Samochód spadł z mostu do Odry, kierowca zginął
30-letni mężczyzna zginał w wypadku do jakiego doszło po południu w Kędzierzynie-Koźlu. Samochód, którym kierował, spadł z mostu do Odry - powiedział oficer prasowy kędzierzyńskiej policji, nadkom. Włodzimierz Kominek.
_ Do wypadku doszło po godz. 15.00 na trasie z Koźla do Kędzierzyna. Kierujący BMW nie dostosował prędkości do warunków na drodze.
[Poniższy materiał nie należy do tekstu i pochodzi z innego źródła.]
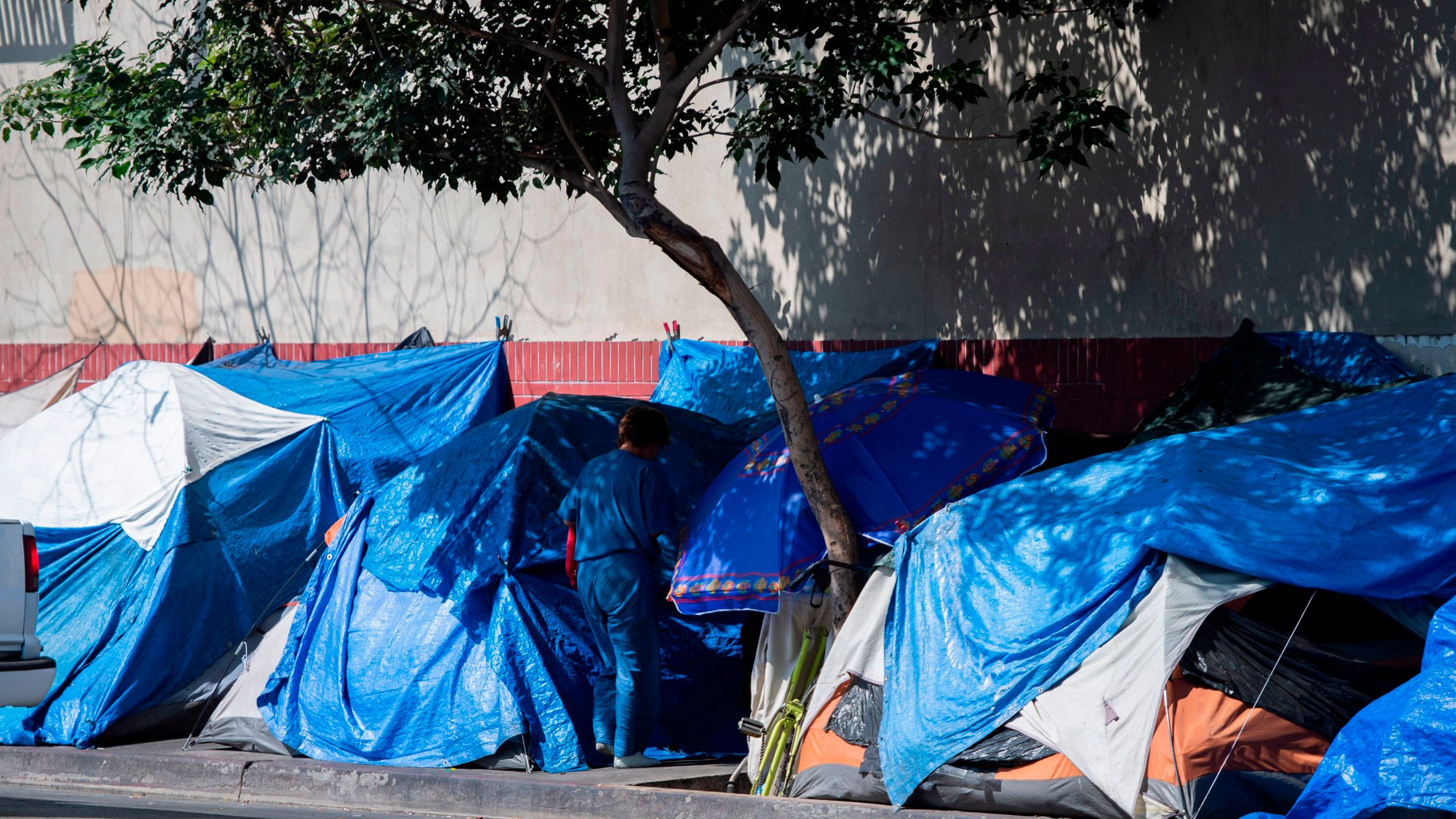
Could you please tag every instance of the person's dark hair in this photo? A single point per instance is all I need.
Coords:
(643, 426)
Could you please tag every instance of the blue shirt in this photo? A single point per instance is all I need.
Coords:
(619, 504)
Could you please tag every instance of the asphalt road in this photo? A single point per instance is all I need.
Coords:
(79, 805)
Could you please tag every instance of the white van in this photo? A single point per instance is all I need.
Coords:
(25, 675)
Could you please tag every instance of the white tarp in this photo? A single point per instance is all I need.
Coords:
(1103, 716)
(859, 647)
(21, 406)
(237, 721)
(779, 643)
(121, 451)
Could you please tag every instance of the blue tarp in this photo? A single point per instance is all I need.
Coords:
(1347, 358)
(465, 551)
(130, 627)
(388, 408)
(1001, 595)
(727, 382)
(1401, 750)
(897, 449)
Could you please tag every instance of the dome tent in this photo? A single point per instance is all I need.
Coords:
(171, 511)
(464, 554)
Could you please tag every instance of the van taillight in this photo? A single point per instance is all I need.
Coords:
(32, 566)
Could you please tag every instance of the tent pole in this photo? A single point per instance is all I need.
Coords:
(1256, 704)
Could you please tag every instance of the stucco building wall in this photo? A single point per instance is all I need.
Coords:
(1290, 162)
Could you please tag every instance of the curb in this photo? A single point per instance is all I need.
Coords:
(268, 780)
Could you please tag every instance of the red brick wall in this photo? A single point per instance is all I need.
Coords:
(1101, 384)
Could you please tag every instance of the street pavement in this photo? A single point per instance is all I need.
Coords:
(35, 804)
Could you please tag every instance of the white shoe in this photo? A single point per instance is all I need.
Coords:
(635, 761)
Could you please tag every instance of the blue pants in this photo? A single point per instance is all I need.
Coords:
(619, 595)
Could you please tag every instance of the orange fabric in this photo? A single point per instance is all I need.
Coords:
(823, 747)
(1205, 726)
(332, 532)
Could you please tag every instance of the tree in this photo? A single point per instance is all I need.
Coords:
(584, 97)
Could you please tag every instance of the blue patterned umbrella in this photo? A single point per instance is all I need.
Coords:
(897, 449)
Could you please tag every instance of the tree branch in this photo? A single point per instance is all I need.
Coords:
(587, 187)
(670, 92)
(571, 136)
(501, 37)
(618, 101)
(663, 34)
(700, 63)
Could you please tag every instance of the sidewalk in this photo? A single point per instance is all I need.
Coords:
(682, 791)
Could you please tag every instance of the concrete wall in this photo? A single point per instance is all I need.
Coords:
(1292, 162)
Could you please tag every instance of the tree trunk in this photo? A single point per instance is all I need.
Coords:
(705, 260)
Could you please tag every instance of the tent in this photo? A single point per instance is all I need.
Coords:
(727, 382)
(897, 448)
(237, 722)
(386, 408)
(1256, 378)
(159, 543)
(1100, 744)
(173, 512)
(1347, 358)
(1295, 499)
(443, 607)
(19, 406)
(181, 713)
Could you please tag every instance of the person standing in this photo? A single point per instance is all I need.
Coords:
(621, 527)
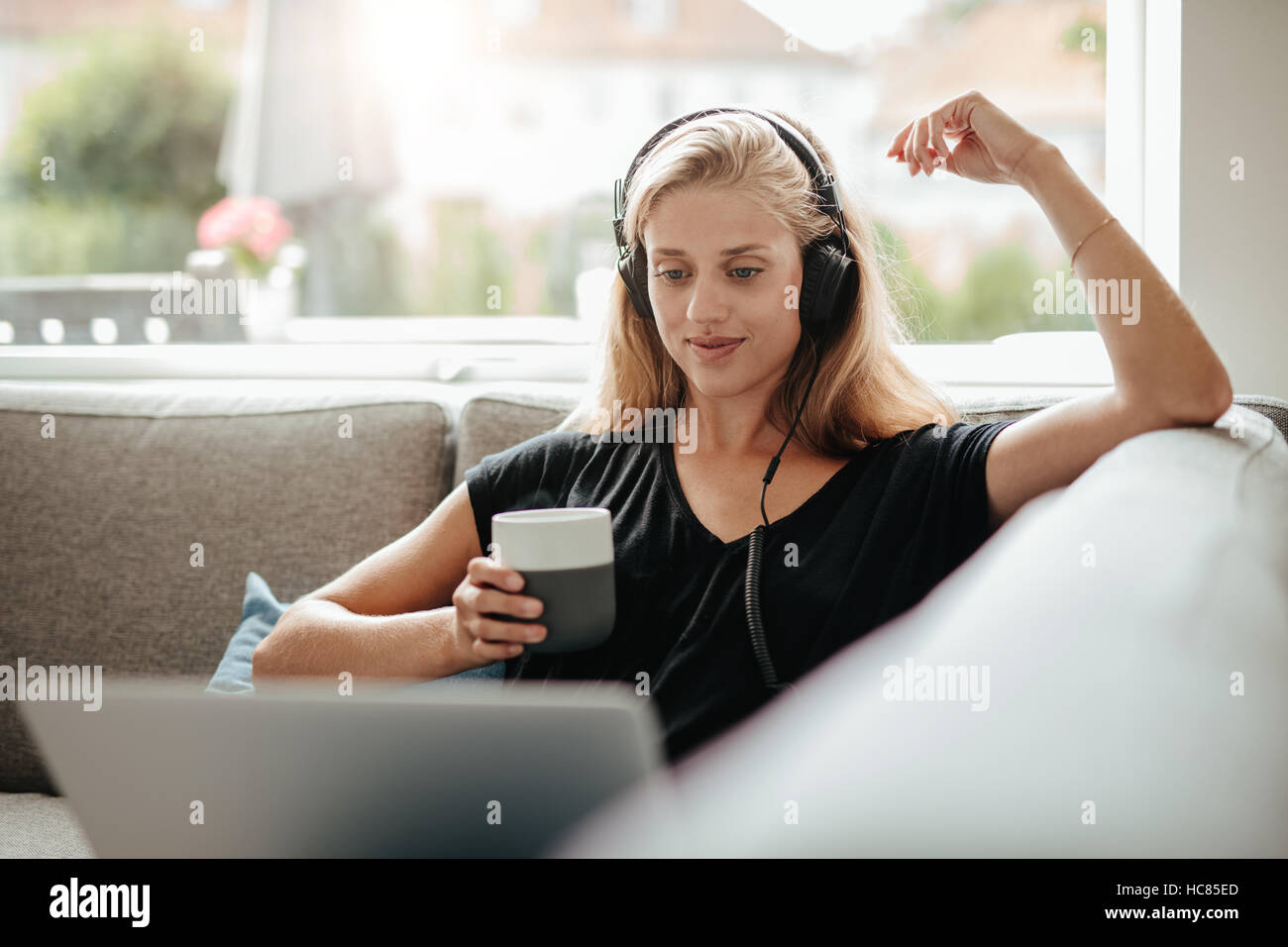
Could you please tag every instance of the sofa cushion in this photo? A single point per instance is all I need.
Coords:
(492, 420)
(1133, 626)
(34, 825)
(102, 521)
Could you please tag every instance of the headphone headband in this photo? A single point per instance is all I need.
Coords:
(823, 184)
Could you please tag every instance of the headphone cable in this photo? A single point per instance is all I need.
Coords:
(754, 556)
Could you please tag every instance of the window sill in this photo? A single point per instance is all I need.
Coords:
(1030, 360)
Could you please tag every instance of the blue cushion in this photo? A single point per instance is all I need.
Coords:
(261, 611)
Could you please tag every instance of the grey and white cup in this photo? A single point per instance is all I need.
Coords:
(566, 557)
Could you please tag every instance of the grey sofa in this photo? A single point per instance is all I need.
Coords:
(103, 522)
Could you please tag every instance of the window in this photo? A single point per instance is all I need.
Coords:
(425, 169)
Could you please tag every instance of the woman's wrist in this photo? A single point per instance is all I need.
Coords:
(1038, 163)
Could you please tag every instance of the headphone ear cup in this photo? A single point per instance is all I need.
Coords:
(829, 282)
(632, 269)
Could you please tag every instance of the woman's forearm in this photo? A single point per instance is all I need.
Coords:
(318, 638)
(1158, 354)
Jego samochód wpadł w poślizg, przejechał na przeciwległy pas ruchu, przebił barierę i spadł z mostu do rzeki_ - relacjonował policjant.
Wezwana na miejsce ekipa płetwonurków przeszukała wrak samochodu i rzekę. Pierwsze zeznania świadków wskazywały na to, że w samochodzie byli również pasażerowie. Poszukiwania nic nie dały. Na tę chwilę przyjmujemy, że kierowca jechał sam - zaznaczył Kominek.
Dodał, że w tym samym miejscu już wcześniej dochodziło do podobnych zdarzeń. Nadmierna prędkość w połączeniu ze śliską nawierzchnią doprowadza do takich tragicznych wypadków - podsumował nadkom. Kominek.